As I stood there, trying to digest what had almost just happened, something darted across the edges of my peripheral vision. I looked up to see Helene approaching me. I let out a gasp, staggering backwards, inexplicably frightened just at the mere sight of her. She lunged for me, her fists closing around the front of my shirt and she yanked me foward. I tried to struggle, get away somehow, but her grip was tight, and try as I might, I simply couldn't wrench myself away. She pushed her face right up against mine, so close that our noses practically touched. Her breath broke out in waves over my face, her eyes narrow and ablaze with anger.

"You! You little bitch! You'll pay for what you've done!"

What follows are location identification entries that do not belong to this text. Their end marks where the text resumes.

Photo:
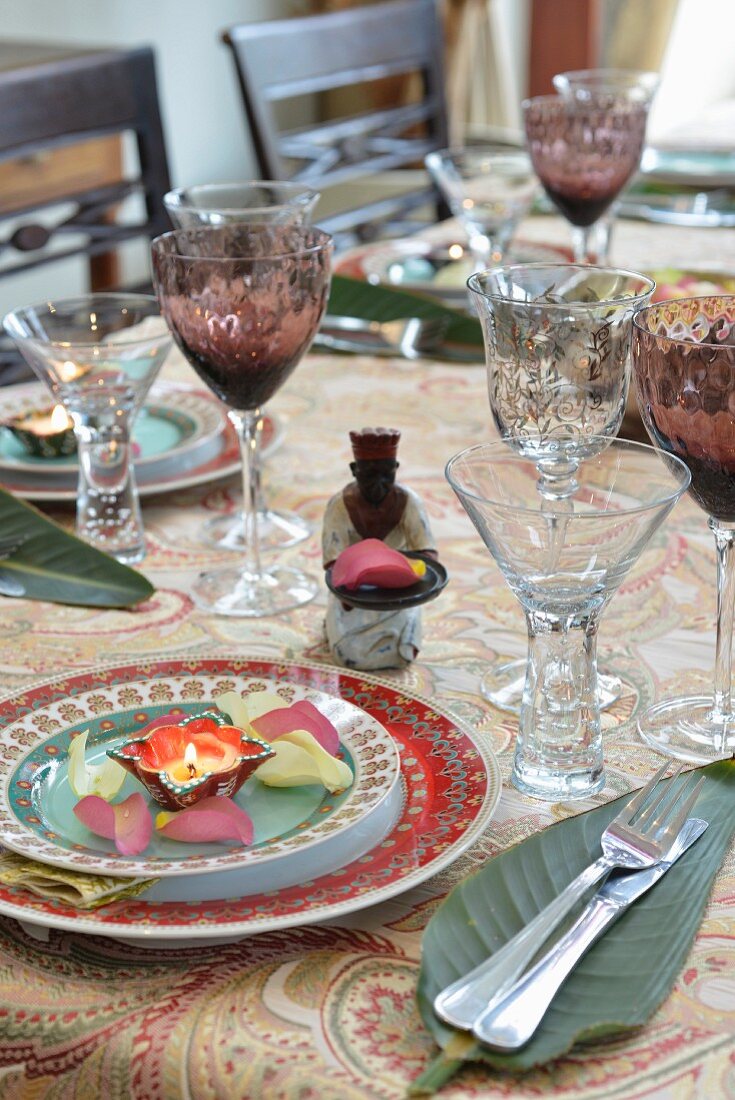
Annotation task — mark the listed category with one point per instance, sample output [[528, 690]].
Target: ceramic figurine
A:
[[374, 506]]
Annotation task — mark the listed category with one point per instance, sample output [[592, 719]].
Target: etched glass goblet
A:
[[604, 87], [258, 200], [584, 152], [243, 304], [557, 343], [489, 190], [99, 354], [622, 493], [683, 362]]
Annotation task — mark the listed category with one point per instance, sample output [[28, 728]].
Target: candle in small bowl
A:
[[46, 433], [198, 758]]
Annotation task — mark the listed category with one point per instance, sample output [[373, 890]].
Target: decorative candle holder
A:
[[35, 430], [200, 757]]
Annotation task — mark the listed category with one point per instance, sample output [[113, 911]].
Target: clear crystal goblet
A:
[[584, 152], [603, 87], [557, 342], [255, 200], [683, 361], [489, 190], [99, 354], [622, 493], [243, 304]]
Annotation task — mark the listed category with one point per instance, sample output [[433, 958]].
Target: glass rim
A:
[[601, 76], [650, 285], [81, 299], [324, 245], [176, 197], [562, 103], [681, 340], [611, 443]]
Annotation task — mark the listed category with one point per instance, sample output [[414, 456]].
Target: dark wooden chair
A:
[[61, 110], [330, 56]]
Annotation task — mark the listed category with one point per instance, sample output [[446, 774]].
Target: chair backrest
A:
[[293, 58], [48, 103]]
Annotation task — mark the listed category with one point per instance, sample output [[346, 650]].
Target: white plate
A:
[[36, 803]]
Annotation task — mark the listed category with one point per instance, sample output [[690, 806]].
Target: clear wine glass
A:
[[603, 87], [557, 343], [622, 494], [584, 153], [256, 200], [99, 354], [683, 361], [489, 190], [243, 304]]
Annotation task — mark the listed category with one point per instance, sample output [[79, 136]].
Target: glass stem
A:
[[724, 539], [559, 749], [247, 425], [108, 507]]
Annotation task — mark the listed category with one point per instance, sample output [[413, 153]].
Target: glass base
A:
[[253, 595], [276, 530], [503, 685], [683, 728], [556, 784]]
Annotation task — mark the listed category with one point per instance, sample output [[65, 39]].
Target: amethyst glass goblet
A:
[[584, 152], [255, 200], [243, 303], [683, 361]]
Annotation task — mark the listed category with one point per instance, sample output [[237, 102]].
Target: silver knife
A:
[[509, 1021]]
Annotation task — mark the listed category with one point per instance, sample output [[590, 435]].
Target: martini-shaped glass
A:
[[243, 304], [622, 494], [265, 201], [584, 152], [99, 354], [557, 342], [683, 361], [490, 191]]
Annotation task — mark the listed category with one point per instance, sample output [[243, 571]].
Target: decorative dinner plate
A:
[[175, 429], [440, 270], [206, 458], [36, 802], [450, 785]]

I found myself looking deep into Helene's eyes. They were mad, crazed, but strangely glassy, almost like they held no conviction behind them. They were eyes of someone who almost looked like they'd given up. Eyes of someone who was just mad for the sake of being mad. I locked my gaze with hers and I found I wasn't afraid.

"Yeah? I'll pay for it?!" I demanded of her. "Pfft! What can you do to me?! What can a so-called genius scientist who designed such an ineffective device do to me?! I'm no scientist, Helene, and you can sit there and preach to me about your superior intelligence and all your university degrees and all that, but what sort of idiot designs a piece of equipment that works on electrical energy and then tries to use it on Ground Pokémon?! Are you insane? I don't pretend to know how all that physics crap works, but I do know that electricity doesn't affect Ground types!"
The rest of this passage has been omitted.